Business owners need funds to grow. Adding a service, product or program means investing in whatever it takes – materials, staff, space, marketing, etc. Most businesses don’t have extra funds piled up, waiting around to be spent!
So what options exist to fund business growth? Picking the best option depends on the circumstances, available resources, creditworthiness, and risk tolerance. How do you choose?
Start by considering these four funding options:
- Get a Line-of-Credit
Every business should have a line-of-credit, in addition to a business credit card. Get approval before you need the funds so you are ready to act when the time is right. No interest is charged until it is used, unlike a traditional loan. This option is attractive for business owners with a strong banking relationship and a good credit rating.

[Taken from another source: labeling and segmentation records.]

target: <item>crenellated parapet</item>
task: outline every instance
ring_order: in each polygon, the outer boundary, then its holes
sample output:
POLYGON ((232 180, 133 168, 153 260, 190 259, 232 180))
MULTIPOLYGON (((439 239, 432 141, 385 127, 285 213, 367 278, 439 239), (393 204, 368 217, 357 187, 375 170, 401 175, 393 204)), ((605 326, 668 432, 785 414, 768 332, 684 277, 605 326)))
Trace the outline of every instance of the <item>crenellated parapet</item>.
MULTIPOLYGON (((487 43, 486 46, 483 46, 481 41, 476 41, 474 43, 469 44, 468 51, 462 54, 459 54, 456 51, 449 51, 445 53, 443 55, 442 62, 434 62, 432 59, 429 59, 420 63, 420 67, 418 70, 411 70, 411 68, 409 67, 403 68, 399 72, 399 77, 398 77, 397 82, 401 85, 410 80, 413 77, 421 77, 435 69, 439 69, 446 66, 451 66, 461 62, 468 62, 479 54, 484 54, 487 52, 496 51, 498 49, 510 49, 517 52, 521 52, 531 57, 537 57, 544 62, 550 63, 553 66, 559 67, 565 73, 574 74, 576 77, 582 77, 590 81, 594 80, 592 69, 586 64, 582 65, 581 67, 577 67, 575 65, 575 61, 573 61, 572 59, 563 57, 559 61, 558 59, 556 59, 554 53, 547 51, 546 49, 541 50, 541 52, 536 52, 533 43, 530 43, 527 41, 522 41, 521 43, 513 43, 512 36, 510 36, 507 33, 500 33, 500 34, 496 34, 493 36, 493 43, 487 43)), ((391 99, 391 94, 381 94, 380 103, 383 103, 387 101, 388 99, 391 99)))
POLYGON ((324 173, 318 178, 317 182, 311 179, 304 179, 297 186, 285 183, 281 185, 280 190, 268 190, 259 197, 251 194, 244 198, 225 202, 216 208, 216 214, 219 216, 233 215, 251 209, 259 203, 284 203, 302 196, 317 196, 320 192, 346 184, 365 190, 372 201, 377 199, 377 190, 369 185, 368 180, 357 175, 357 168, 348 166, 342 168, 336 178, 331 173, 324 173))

- Add a Partner or Investor
Involving a partner or investor could mean sharing ownership or decision making. With the right person and situation, it can be mutually beneficial. Adding a partner or investor requires a legal agreement that details each party’s responsibilities. It can also change tax reporting.
- Launch a Crowdfunding Campaign
Funding from a “crowd” does not involve giving up any ownership or control. Generally, successful campaigns are launched by those who know or have access to a large population of potential contributors. Avoid technology and compliance headaches by using a crowdfunding site vendor, who will charge a fee and/or a percentage of receipts.
- Tap your Personal Resources
Commingling business and personal finances is a bad idea. However, lending personal funds to your business could be a viable option, under the right circumstances. Treat it like any other business loan by documenting the details, charging interest, and setting up a payment schedule.
Business growth takes planning and funding. When it’s time to act on your plan, it’s crucial to have funds to invest. Having your funding options lined up and ready to go will help your business grow.